Edcon continues to struggle in tough retail environment

This article was written by Colleen Goko for BD Live



IT HAS been a little more than three months since Edcon’s 2016 financial year calendar came to a close, but the highly indebted retailer has yet to release its results.

The company, which delisted from the JSE in 2007 when private equity group Bain Capital bought it for R25bn, is under no obligation to publicise its financials, but as SA’s largest nonfood retailer, market players are interested. In the third quarter, ended December 2015, Edcon reported a 1.7% decline in sales, and a 17% plunge in trading profit, compared with the year-earlier period. Cash sales rose 4%, while credit sales, which make up just more than 30% of all sales, fell 9.9%.

In the period under review, the retailer also asked its bondholders to accept a deferral in interest payments until the end of the year.

FNB Investment analyst Chantal Marx said this had been done to provide Bain Capital time to explore a number of options including the possible sale of all or some of the business. Edcon’s retail divisions include Edgars, Red Square, Boardmans, Jet and Legit. Edcon is also the owner of CNA.

The retail environment in SA has become extremely competitive, with entries from foreign players. Companies compete on how quickly they can spot trends, and stock shelves accordingly. Edgars has been slow to do this, which has ultimately hurt its bottom line.

Sasfin Wealth equity analyst Alec Abraham said Edgars’s traditional apparel retail model included sourcing from low-cost regions, such as Asia. He said this meant there was a long waiting period between placing an order and receiving the merchandise.

“Trends had to be predicted far in advance, often leading to fashion misses, or by the time the merchandise was in-store, the fashion trend was often over, so the retailer was forced to put the clothes on sale to coax customers by low prices to buy the merchandise in order to clear space for the next season’s merchandise,” said Abraham.

He said, in general, if a retailer had too many sales, consumers began to believe there was no rush to buy, as a better deal would come along.


“(This makes) it harder for retailers to break ranks and increase prices, at the risk that other retailers will not follow, and thus risk losing sales. This entrenched promotional activity is damaging to retail profitability,” he said.

The third-quarter financials were the first set of results released under the leadership of CEO Bernard Brookes, who was formerly the CEO of Australia’s largest department store group, Myer.

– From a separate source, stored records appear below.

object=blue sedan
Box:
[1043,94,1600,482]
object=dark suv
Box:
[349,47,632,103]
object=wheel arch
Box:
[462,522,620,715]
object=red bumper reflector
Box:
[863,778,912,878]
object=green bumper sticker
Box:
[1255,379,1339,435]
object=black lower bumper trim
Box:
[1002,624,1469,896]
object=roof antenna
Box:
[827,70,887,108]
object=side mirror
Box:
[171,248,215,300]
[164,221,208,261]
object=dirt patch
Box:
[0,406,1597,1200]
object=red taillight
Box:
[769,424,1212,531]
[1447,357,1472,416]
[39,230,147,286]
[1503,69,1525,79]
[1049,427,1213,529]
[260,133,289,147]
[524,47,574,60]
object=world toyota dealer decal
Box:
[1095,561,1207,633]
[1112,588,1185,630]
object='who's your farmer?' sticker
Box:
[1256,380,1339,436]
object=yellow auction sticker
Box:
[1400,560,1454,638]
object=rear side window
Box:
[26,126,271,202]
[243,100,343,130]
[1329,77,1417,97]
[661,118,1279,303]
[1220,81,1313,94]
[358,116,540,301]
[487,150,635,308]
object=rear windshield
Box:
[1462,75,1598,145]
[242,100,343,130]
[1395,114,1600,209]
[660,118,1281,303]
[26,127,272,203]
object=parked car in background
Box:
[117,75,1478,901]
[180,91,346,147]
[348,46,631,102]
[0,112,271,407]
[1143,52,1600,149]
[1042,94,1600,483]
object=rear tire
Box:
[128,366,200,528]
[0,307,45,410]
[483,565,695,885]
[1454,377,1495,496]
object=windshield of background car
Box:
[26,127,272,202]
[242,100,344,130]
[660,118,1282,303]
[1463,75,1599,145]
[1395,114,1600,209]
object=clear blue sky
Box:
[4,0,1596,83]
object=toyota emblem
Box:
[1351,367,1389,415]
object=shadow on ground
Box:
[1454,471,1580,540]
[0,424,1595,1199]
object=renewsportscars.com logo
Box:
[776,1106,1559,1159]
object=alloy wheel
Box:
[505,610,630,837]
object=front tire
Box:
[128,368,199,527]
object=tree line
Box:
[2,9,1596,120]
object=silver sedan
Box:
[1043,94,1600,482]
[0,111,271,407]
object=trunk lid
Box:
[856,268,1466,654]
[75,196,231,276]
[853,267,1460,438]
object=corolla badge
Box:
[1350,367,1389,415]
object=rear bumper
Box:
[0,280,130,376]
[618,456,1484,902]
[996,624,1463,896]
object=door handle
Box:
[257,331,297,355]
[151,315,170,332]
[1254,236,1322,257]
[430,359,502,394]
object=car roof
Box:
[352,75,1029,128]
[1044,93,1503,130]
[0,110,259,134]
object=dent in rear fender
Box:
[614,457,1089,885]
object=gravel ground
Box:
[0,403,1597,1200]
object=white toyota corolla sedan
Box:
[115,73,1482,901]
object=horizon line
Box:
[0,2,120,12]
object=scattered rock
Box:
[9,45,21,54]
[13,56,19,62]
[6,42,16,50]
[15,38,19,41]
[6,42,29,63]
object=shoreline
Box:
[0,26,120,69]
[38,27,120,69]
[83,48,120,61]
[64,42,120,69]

Announcing the departure of Brookes last year from Myer, chairman Paul McClintock hinted that under Brookes’s leadership, the department store had failed to adapt quickly to its customers’ needs.

“The board and management team have agreed that the transformation work has reached a pivotal point, and it is appropriate for a new CEO to be given the opportunity to own, lead and drive the transformation programme,” said McClintock.

Edcon’s fourth-quarter and full-year results for the period ended March 2016 are unlikely to show a vast improvement, as local consumer confidence remains at 2008-09 global recession lows, while the economy continues to struggle.

Looking ahead, the Reserve Bank is forecast to raise interest rates at its July meeting, which will decrease the amount of money moving in the economy, and reduce disposable income in households. 36One asset management analyst Daniel Issacs said Edcon was a big ship to turn around, and that significant change would take time.

Nico Smuts, also an analyst at the firm, said the company had recently amended the terms on its debt instruments, and may well do so again.

On Wednesday, Edcon announced it had launched a consent solicitation process to obtain up to R1.5bn in bridge financing from banks and bondholders. It asked bondholders of notes due in 2018 and 2019 to amend debt terms to allow for the new bridge financing, which will be in dollars and euros. Bondholders have until 5pm London time on July 8 to reply.

“This has alleviated some of the pressure on Edcon’s cash flows, but its overall level of indebtedness remains high. A more comprehensive restructuring may be required to stabilise the ship,” Smuts said.

Following the release of Edcon’s third-quarter results, Brookes said the retailer would be adopting a new operating model that included simplifying the business, becoming more customer-centric and retrenching staff in a bid to reduce costs. Edcon had not responded to questions from Business Day at the time of publication.